Monthly Archives: January 2013

Another Data Loss


It seems that folks can’t seem to keep track of their stuff anymore and with the easy access to data, it makes is even easier to lose the confidential stuff.  Ottawa’s Montfort Hospital is the latest place to have confidential patient data go missing.  Data breaches are becoming common, with Human Resources and Skills Development Canada losing data on nearly 600,000 student loans earlier this week.

The gut reaction of everyone is that someone, somewhere will find it, put two and two together, steal your identity, clean out your savings account, buy a big-screen TV and then sit on their ass, sending spam email under your name for the rest of time as we know it.  With confidential data, the effects are even more chilling.  Conceivably, the Montfort data loss could allow someone to publish the names and treatments of everyone on that drive.  Would you be embarrassed if it became common knowledge that you were treated for recurring UTI’s and IBS? 

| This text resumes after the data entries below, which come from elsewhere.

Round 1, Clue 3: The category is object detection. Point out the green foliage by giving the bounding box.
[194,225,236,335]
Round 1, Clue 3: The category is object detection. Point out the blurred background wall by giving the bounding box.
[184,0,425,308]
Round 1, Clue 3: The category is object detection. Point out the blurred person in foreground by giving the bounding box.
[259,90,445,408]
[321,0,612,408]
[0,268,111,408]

The reason confidential data is lost is dirt-simple:  USB drives or keys that hold a lot of data are as common as lint in just about every office we’ve ever been in. Putting confidential data on a USB drive is about as easy as leaning back in your office chair.  Walking out the door with the data is no harder than taking your car keys out of your coat pocket.  This doesn’t mean that people are deliberately stealing data to resell to Kazakhstani identity thieves, it just means they’re being careless, forgetful or dumb, like most humans.  Which is probably what happened to the Montfort Hospital data.  The drive was lost in a snow bank somewhere when it fell out of a pocket. 

The fix is almost too simple, which is why it hasn’t been done and why there are still serious data loss incidents.  Since I’m a Microsoft guy, forgive me, but we’ll focus on that pathway, as it is is the one we know best.  There are alternatives for other platforms that do the same thing more or less.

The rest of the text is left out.